When the men with rough hands and unfriendly voices find her and pull her out of her hiding spot and drag her past the bodies of her parents, she listens when the whispers tell her to keep quiet and swallow back the tears. When she’s sold and sold again, she listens to the whispers and keeps her head down and follows instructions. Shmi listens, and the whispers grow and grow, until she can hear a voice as clear as glass and thrice as brilliant, and Shmi is never alone again.



As Shmi grows, sold from owner to owner, she learns fast how to keep her head down and ears open. The Voice grows with her, becomes louder and louder, turns from a near-silent whisper to an invisible companion she can almost-but-not-quite see. She can see where and how it moves, the edges of its being, and when it realizes that it seems to get excited, crowding around her and purring a many-throated pulsing purr like a very strange tooka. 


It takes to dancing for her, twisting and turning in odd shapes and currents that no one else can see. Shmi swiftly learns how to keep one eye on them and one eye on her surroundings, until she doesn’t need her physical eyes to see at all.

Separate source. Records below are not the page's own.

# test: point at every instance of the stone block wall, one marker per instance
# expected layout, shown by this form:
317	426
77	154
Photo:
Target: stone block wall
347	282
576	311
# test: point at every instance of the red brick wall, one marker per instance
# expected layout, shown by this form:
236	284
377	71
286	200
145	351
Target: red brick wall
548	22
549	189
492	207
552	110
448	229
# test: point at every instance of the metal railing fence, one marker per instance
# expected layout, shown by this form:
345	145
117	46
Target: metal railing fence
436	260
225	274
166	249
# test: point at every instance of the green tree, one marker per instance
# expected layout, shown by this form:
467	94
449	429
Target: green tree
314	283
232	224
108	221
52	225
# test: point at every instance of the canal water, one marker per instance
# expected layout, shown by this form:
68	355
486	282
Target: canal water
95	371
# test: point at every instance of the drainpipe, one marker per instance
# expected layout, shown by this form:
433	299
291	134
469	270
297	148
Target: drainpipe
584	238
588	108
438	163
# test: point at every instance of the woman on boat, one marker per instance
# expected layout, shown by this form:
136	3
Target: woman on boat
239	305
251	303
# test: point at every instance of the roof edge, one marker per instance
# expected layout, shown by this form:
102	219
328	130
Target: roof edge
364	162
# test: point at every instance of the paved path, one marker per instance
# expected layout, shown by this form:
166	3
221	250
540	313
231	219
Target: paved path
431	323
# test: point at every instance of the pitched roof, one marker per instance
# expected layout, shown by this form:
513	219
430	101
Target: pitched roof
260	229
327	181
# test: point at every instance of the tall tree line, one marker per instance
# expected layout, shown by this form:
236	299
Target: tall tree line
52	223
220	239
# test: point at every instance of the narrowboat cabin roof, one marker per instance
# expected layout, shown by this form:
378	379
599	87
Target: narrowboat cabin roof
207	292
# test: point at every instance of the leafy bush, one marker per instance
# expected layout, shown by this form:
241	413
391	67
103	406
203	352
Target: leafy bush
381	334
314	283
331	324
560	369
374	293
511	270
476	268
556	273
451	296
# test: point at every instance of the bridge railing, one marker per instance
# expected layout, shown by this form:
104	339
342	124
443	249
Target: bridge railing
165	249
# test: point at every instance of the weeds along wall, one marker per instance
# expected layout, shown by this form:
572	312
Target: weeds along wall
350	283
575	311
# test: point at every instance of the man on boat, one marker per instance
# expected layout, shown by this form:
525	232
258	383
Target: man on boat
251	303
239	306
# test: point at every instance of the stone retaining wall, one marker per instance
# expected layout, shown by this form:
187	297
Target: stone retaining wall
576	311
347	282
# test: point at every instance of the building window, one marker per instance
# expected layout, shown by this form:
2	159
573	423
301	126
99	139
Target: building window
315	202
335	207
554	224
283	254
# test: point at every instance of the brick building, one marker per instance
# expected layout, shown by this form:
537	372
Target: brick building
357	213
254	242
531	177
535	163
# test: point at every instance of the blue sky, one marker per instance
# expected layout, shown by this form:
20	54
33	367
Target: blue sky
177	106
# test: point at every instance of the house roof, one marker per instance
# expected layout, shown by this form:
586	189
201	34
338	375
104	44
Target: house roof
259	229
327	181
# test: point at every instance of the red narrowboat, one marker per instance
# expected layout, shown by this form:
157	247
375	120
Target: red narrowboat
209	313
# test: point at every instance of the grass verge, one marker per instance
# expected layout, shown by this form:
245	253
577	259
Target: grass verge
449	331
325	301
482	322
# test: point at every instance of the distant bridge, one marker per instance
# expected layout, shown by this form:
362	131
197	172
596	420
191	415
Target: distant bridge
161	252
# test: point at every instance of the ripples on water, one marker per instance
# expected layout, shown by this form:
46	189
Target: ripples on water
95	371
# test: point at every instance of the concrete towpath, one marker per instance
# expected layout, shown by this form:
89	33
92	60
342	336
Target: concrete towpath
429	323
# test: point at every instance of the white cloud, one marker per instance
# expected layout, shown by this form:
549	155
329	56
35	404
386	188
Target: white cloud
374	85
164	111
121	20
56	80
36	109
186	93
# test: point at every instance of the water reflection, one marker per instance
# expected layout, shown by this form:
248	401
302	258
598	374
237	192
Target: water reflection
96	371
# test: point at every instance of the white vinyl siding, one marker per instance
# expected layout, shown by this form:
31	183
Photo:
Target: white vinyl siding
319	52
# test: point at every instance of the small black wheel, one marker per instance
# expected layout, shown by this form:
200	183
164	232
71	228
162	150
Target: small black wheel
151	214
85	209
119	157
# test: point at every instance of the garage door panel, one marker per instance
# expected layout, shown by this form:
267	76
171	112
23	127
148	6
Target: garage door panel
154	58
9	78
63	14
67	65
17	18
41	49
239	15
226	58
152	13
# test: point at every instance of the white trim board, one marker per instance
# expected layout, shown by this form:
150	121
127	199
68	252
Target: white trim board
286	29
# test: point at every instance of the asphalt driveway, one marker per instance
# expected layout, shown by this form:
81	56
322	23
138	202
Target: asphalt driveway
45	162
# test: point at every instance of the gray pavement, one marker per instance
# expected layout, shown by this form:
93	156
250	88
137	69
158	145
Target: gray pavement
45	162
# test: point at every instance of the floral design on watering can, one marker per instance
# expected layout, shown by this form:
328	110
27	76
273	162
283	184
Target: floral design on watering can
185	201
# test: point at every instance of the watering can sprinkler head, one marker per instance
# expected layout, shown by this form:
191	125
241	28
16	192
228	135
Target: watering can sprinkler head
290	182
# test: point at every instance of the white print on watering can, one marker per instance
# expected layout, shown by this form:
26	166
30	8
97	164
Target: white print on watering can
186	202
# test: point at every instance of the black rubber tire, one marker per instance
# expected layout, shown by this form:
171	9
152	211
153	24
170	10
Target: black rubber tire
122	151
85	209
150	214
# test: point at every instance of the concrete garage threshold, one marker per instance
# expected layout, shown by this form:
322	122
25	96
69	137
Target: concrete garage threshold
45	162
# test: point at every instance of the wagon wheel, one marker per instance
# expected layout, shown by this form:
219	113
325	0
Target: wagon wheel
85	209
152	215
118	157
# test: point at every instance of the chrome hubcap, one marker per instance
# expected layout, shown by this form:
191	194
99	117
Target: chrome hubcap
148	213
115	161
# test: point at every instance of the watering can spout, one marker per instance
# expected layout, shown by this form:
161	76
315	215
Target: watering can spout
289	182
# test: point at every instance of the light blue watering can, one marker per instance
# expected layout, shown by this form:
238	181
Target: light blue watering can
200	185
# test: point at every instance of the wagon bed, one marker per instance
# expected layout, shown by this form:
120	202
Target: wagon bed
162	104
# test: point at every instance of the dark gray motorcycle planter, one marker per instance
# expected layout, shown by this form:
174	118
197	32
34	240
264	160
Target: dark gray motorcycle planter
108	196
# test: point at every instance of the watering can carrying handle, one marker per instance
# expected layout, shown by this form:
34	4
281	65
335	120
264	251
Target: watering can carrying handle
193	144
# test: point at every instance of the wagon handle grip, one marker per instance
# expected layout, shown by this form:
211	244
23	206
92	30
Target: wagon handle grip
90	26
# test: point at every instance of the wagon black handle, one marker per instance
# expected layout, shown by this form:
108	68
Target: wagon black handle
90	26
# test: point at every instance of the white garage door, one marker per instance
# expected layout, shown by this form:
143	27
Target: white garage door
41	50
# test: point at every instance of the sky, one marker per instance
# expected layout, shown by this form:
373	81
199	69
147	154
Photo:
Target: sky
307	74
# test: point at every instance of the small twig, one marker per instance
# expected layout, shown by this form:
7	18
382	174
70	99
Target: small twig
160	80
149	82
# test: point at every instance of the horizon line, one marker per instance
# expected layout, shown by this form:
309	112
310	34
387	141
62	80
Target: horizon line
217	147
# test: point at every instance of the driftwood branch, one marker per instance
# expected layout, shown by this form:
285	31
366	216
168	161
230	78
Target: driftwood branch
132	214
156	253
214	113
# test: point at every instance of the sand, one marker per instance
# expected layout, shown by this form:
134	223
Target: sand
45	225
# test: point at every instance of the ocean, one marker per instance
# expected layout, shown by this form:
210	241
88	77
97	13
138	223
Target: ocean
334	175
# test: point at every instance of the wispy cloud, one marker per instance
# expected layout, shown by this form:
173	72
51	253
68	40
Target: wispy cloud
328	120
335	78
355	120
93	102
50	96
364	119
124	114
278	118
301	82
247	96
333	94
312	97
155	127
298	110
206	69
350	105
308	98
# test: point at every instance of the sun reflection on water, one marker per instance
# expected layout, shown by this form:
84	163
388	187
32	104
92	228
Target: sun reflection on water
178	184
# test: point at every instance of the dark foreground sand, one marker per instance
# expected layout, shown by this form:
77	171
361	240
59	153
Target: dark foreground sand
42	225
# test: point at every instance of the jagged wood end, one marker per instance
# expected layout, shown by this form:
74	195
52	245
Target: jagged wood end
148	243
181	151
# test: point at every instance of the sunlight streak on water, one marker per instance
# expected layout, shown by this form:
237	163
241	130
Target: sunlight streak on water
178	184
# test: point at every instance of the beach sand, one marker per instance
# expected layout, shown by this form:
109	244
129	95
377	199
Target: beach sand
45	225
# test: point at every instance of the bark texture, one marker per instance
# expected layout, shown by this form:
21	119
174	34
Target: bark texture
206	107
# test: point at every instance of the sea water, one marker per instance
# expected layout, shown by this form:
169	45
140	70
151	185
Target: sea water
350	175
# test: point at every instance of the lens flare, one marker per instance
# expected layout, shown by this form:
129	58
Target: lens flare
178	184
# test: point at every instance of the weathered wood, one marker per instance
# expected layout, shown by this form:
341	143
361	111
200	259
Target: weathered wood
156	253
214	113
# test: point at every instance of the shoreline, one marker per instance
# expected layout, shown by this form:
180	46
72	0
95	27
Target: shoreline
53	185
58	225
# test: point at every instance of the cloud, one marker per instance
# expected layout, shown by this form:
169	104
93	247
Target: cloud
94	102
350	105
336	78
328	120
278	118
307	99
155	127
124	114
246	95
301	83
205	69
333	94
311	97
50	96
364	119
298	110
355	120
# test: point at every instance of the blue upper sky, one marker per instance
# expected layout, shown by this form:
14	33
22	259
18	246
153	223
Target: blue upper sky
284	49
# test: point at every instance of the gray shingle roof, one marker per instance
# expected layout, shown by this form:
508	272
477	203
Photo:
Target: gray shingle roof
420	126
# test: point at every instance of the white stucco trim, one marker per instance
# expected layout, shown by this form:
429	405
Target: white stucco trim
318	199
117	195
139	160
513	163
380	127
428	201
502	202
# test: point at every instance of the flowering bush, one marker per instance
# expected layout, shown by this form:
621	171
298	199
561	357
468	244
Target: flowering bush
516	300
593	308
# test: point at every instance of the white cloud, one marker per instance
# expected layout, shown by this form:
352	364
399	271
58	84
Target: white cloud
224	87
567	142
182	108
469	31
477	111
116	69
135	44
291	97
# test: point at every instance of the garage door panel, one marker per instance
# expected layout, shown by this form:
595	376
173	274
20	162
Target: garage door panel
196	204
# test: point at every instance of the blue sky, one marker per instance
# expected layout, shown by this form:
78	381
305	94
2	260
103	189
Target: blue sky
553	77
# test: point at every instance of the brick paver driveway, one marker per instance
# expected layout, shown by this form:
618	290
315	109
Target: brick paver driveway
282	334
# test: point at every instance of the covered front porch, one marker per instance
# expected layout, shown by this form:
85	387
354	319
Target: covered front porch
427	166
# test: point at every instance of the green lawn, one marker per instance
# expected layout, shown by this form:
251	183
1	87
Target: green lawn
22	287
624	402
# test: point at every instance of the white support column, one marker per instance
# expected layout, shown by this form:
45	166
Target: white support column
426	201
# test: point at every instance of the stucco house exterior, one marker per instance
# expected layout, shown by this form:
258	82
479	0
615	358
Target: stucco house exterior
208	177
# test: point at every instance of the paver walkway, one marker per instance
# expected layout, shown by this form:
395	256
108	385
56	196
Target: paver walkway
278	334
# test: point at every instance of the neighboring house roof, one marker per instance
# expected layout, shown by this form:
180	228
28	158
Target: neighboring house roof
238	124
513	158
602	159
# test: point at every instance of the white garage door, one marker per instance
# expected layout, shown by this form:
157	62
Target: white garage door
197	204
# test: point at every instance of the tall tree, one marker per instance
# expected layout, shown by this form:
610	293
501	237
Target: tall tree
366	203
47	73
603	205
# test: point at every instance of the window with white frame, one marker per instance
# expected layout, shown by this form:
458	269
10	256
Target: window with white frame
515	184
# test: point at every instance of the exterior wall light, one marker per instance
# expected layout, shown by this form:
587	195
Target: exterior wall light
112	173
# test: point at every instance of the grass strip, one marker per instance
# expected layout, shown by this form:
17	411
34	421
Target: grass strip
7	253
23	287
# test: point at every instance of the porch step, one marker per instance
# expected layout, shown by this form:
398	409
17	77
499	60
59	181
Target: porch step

She also, after enough time and practice, learns the patterns of how their dance shapes the environment and the environment shapes their dance. Once she puts those pieces together, it’s simple enough for Shmi to use that to make her life as a slave as safe as it can be. (Which isn’t very safe at all but is certainly safer than some.) 


Shmi learns how to pass unnoticed, how to fade into the background, how to move with the currents in ways that let the eyes of other beings slide right off her. She learns how to take hold of the smallest threads of the eddies that surround her and guide them gently into new shapes. She also, in one desperate incident when a falling crate of ship parts would have crushed her, learns how to lift and move and slow things she could never move otherwise.


But as much as is given to her, so must she give: she forgets, slowly, what the shape of silence was, or what the world looked like without a there-but-not overlay suffused around and in and through everything she sees. She witnesses terrible things in her dreams just as often as the wondrous, but once known she cannot unknow them. Even the things she knows are happening in the same moment as she sees them, or in moments that are soon to come, she most often can’t act upon.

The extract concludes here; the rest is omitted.